On a recent luxury journey through Morocco, A&K staff writer Bennett Neuhauser found a culture in the midst of transition buoyed by a tradition of inner beauty.
From the crenellated ramparts of its iconic kasbahs to the pastel colors of its desert landscapes, Morocco outwardly plays to certain expectations – a Muslim country with Moorish architecture, an arid land where herds of sheep roam painted hills, Berber men sipping coffee in cafés, women walking on roadsides in scarves and djellabas – all overlaid with the enduring influences of mid-20th-century French rule.
Yet, Morocco is far more than it first appears. Presided over by a progressive king who has opened the door to major reforms, Morocco is a Western-friendly nation with one foot anchored comfortably in the past and the other striding confidently into the future.
The Medieval Medina of Fez
After a first morning spent touring Casablanca and its massive Hassan II mosque, we boarded our spacious, air-conditioned motor coach for the drive to Fez. The next day, our small group of 18 ventured into the souks of its famed medina, to experience a cornucopia of sights, sounds and smells. We walked along narrow, uneven alleyways, with daylight filtering down from above high gray walls, enjoying up-close looks at tables heaped with spices, dried fruits, fresh fish or silk and leather garments. They’ve been selling goods and working metal by hand in the medina since medieval times, and today’s generation works in the same stalls their ancestors once did. And everywhere, there are cats, scrounging, prowling and sleeping – the mascots of the medina.

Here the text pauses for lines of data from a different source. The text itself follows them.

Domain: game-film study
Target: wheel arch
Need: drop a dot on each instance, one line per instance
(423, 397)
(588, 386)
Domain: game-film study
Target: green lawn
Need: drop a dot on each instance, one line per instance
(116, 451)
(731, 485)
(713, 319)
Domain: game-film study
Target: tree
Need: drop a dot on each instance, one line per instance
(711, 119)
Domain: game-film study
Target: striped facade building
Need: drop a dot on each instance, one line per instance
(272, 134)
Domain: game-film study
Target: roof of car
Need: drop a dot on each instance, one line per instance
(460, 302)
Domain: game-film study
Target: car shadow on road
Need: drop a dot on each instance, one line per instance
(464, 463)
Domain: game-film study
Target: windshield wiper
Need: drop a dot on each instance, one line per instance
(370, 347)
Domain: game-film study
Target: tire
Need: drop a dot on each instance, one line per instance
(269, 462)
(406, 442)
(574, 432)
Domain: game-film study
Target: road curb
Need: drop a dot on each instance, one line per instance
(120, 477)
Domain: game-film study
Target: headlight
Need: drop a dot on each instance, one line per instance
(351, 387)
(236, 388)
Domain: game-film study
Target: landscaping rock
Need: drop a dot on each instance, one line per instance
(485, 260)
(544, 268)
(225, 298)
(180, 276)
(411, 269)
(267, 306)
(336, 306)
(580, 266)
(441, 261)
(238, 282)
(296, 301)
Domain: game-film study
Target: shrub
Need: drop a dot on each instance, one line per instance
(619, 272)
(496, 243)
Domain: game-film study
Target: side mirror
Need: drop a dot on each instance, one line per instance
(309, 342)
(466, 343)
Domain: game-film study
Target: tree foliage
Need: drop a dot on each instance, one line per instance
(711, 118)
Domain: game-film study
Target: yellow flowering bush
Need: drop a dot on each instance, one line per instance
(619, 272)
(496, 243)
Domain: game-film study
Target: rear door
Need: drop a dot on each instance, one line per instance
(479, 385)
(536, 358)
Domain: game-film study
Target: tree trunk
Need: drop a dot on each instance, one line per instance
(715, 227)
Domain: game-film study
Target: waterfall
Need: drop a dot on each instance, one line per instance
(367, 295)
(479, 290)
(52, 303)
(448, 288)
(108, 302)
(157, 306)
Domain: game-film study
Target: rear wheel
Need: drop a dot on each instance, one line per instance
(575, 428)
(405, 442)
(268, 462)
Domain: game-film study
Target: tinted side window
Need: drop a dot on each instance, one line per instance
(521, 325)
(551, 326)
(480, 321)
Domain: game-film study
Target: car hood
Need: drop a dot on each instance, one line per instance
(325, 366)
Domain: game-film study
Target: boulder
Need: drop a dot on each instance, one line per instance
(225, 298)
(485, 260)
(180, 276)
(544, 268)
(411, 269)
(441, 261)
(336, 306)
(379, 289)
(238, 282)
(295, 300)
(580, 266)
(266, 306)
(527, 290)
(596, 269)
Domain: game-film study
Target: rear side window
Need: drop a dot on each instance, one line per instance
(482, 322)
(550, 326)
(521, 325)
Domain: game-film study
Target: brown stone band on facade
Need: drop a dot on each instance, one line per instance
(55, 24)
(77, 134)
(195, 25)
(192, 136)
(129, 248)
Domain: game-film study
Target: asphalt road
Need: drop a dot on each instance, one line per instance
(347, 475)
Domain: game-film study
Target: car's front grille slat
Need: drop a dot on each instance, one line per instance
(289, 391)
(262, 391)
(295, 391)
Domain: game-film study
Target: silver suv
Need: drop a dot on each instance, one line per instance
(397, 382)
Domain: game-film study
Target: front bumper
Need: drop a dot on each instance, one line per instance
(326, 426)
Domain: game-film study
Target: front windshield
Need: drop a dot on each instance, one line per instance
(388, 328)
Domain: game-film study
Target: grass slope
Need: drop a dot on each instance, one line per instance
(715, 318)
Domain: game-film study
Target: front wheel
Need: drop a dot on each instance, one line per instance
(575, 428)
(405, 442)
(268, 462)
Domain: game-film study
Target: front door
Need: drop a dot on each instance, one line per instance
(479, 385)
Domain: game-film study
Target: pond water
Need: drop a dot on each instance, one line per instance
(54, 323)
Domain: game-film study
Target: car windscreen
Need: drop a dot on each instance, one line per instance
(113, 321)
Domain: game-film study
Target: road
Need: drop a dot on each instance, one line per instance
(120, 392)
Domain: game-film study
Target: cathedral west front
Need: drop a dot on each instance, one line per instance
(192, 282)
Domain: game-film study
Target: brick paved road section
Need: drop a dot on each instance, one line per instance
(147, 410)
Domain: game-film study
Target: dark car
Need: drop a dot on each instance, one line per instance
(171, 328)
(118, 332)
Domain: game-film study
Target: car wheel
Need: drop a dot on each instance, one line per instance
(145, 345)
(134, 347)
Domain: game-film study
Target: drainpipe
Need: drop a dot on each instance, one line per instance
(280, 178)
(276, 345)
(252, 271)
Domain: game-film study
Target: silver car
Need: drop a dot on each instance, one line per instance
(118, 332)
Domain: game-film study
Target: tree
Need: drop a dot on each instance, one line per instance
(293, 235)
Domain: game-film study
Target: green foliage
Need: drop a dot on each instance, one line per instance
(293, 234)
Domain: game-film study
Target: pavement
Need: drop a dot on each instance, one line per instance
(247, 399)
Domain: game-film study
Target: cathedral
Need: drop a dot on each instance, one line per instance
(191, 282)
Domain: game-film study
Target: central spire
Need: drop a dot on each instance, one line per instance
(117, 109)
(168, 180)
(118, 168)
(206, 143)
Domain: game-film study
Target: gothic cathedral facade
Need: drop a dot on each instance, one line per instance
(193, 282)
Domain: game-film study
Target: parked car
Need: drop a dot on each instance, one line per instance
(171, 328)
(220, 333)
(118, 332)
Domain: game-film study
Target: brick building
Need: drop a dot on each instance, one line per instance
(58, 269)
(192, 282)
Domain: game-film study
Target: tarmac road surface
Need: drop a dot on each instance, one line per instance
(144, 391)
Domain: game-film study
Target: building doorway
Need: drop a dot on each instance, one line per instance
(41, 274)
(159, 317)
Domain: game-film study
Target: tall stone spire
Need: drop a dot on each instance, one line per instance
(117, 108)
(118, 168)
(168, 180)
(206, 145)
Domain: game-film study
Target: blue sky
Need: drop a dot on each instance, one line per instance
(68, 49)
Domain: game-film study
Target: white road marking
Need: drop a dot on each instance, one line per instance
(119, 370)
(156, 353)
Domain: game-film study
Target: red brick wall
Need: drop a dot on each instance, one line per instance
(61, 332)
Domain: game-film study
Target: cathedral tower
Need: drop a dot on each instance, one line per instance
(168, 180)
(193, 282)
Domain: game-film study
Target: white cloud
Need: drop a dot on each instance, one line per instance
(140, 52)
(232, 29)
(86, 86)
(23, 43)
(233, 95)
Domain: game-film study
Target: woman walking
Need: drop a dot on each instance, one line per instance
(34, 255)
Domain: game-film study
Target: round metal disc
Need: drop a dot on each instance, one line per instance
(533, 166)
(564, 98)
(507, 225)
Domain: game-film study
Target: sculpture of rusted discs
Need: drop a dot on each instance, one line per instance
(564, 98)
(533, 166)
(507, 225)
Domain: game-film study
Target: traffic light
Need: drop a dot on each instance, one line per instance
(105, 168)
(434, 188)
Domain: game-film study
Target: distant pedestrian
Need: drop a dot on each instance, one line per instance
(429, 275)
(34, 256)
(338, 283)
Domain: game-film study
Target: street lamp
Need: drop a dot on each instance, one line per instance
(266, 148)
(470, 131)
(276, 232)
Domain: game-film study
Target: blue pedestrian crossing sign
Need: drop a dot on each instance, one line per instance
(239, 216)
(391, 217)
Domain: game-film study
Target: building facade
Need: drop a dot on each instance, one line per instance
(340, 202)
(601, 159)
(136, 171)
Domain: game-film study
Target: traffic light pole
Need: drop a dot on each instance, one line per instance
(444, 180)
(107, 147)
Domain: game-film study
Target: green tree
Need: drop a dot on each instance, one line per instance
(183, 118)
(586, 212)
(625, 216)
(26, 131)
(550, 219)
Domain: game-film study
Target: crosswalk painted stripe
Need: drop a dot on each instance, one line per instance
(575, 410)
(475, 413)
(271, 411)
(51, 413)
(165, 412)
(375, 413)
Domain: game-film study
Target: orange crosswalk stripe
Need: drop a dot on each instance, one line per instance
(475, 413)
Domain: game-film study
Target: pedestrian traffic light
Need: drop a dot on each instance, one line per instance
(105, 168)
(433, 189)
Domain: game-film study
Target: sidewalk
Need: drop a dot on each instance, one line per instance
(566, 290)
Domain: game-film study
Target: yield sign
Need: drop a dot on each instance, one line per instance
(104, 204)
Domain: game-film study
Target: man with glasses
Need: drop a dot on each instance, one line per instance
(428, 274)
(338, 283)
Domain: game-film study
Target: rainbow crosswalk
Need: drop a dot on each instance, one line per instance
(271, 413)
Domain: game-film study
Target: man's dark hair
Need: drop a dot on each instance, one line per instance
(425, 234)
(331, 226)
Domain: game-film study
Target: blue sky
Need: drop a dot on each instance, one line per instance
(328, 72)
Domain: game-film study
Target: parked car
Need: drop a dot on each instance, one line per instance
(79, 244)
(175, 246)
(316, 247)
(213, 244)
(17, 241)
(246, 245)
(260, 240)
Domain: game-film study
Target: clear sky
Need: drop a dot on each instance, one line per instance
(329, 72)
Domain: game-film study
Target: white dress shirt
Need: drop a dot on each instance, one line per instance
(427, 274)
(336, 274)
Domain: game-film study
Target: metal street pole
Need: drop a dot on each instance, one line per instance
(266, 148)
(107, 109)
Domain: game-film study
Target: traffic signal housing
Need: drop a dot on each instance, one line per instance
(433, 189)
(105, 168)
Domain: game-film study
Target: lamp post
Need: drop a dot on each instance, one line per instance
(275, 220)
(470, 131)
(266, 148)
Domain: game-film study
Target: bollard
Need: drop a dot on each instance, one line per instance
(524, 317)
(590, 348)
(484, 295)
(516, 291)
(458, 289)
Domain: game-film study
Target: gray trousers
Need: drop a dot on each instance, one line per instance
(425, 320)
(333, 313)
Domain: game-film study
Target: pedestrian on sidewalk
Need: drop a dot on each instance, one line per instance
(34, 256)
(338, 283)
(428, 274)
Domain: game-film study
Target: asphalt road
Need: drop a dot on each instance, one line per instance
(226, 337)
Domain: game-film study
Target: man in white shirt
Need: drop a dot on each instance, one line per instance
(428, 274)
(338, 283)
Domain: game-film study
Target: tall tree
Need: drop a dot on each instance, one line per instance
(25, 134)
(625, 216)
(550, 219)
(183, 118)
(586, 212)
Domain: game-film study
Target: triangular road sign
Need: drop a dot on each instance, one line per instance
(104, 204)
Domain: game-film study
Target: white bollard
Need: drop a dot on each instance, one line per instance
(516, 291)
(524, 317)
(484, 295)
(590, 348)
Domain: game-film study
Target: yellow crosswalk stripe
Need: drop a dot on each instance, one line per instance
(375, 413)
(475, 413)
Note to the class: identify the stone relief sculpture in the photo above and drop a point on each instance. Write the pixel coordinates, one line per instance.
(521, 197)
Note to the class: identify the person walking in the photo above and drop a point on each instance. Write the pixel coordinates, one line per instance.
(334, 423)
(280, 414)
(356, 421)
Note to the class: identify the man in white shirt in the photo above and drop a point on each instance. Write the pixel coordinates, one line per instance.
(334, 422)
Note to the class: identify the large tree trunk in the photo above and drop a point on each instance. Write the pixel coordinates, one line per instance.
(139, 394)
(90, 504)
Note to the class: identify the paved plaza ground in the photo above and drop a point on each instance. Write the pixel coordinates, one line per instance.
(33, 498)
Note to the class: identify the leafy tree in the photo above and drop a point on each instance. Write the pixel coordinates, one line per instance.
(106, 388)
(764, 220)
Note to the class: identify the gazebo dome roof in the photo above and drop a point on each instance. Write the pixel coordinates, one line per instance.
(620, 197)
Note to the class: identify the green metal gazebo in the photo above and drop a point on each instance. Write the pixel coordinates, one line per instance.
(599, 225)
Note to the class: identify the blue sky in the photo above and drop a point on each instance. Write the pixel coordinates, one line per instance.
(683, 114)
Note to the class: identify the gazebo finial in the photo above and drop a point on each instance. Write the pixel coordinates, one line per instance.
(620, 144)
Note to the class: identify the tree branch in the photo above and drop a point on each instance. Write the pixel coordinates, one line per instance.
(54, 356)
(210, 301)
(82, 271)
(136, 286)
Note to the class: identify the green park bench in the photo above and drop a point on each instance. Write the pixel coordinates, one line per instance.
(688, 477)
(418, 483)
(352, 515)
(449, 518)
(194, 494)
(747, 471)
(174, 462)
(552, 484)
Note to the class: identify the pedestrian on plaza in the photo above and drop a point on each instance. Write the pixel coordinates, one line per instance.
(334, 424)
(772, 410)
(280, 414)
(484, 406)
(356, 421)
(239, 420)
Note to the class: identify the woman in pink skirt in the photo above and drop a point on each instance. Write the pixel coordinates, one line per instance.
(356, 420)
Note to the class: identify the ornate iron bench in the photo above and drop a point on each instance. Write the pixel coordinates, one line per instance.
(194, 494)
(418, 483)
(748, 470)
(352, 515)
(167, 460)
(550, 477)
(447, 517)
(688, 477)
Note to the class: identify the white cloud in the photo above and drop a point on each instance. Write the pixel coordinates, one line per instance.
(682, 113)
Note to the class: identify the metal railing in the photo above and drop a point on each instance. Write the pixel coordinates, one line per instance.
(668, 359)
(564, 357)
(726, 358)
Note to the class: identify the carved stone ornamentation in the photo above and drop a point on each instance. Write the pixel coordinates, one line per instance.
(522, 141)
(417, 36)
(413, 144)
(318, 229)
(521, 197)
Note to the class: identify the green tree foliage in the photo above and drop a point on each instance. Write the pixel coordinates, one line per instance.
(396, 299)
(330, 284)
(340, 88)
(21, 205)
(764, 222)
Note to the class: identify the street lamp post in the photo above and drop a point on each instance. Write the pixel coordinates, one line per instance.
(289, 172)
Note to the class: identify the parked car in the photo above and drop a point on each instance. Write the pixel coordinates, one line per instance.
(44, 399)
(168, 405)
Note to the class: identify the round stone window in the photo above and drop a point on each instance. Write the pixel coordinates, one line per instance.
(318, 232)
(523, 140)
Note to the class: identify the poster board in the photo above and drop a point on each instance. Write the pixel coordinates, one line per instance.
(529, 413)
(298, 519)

Centers of Faith and Learning
Led by our Resident Tour Director Mohamed Zahidi and his team, we were allowed to enter the Karaouine, the oldest continually operating university in the world. Founded in 859, virtually every surface of its quiet inner courtyard is decorated with highly detailed, delicately carved geometric patterns. Prohibited by their faith to use representational art such as icons, statues and paintings, Muslims employ geometric patterns to evoke spiritual meaning. Entering this graceful place that seemed hidden in the medina was like lifting the veil on an ancient culture that once kept outsiders at arm’s length.